Most credit agreements can be cancelled provided you act quickly. There will normally be a cooling off period of a couple of weeks in which you will have the opportunity to think about the conditions of the loan. You lose this right if you sign the documents on the dealer's premises, however.

The agreement can be legally terminated at any time, if you are not the owner of the van until the last payment is made (as is the case with Conditional Sale and Hire Purchase agreements). Provided you have paid half the credit price of the van, you can simply hand it back.

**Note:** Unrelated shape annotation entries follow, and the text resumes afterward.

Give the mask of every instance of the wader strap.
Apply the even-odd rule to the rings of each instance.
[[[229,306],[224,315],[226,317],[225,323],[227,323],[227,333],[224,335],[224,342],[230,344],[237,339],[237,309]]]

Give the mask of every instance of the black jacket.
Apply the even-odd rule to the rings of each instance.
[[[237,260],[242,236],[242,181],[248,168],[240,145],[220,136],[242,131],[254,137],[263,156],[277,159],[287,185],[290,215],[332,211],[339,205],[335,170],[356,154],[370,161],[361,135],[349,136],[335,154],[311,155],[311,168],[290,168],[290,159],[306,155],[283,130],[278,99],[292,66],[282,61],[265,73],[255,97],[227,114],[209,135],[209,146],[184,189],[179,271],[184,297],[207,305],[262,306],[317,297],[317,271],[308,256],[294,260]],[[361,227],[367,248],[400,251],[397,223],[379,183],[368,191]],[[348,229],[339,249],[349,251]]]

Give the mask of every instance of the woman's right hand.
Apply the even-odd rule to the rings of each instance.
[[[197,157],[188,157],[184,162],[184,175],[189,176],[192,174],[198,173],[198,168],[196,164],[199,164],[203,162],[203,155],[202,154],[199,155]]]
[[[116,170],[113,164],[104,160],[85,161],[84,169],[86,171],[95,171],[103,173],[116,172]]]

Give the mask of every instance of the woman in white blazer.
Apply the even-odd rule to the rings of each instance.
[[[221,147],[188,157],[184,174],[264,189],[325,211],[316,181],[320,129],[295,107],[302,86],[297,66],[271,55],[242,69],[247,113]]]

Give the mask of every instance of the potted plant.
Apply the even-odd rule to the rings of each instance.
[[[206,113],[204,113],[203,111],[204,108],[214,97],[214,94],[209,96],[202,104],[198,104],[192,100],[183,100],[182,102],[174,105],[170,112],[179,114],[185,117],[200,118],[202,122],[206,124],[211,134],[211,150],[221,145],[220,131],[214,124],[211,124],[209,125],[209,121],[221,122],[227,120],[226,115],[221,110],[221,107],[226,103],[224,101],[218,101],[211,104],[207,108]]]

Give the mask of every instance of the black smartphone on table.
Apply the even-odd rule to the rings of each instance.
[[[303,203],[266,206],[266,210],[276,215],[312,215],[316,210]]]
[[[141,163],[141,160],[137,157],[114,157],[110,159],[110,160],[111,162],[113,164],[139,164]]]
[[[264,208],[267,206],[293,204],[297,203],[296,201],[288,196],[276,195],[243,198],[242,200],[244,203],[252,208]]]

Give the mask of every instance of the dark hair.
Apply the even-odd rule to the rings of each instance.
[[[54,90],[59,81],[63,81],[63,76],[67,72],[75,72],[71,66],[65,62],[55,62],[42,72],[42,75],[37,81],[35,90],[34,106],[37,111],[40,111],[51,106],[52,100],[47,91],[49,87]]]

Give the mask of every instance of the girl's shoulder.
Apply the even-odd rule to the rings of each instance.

However, you will lose all the payments you have made, and will be liable for further charges if the van is in a poor condition. If you haven't paid half of the credit price of the van, you will lose the van and still be liable for any outstanding payments, which is the worst case scenario of a credit agreement.

Unable to make repayments

If you do get into any difficulty, honesty is always the best policy. It will be much better for everyone if you face the problem head-on, because by ignoring it, you could be put yourself and your family in serious trouble.

If you take an unsecured loan, bear in mind it does not stop lenders from going to court and making you pay one way or another which could lead to a black mark against your name, such as CCJs. Check the small print of your loan and check what could happen if you miss a payment.

When you apply for a loan, the lender will build a credit score around your application to decide if you are a reliable borrower. They will examine your current and past credit commitments and how well you have met them before deciding whether to give you the money

From this credit score they will derive a number which represents an acceptable risk for them to take on. If your score meets or exceeds this number then you should get the money.

Don't go out straight away and apply for other loans, as this will show on your credit report and will make you look desperate to other lenders. Instead, take the time to find out why your loan application was unsuccessful; it could be that your credit report contains errors which you are entitled to amend. Alternatively wait until you are promoted or take a better job before re-applying.

Run a free credit check report and check the information is accurate and if you spot mistakes report them to the agency. Maintaining the accuracy of your report can be particularly important if you have had serious financial difficulties in the past such as voluntary agreements or a bankruptcy. As soon as you meet the terms of these agreements ensure you send the documents to all the relevant people including the credit agency.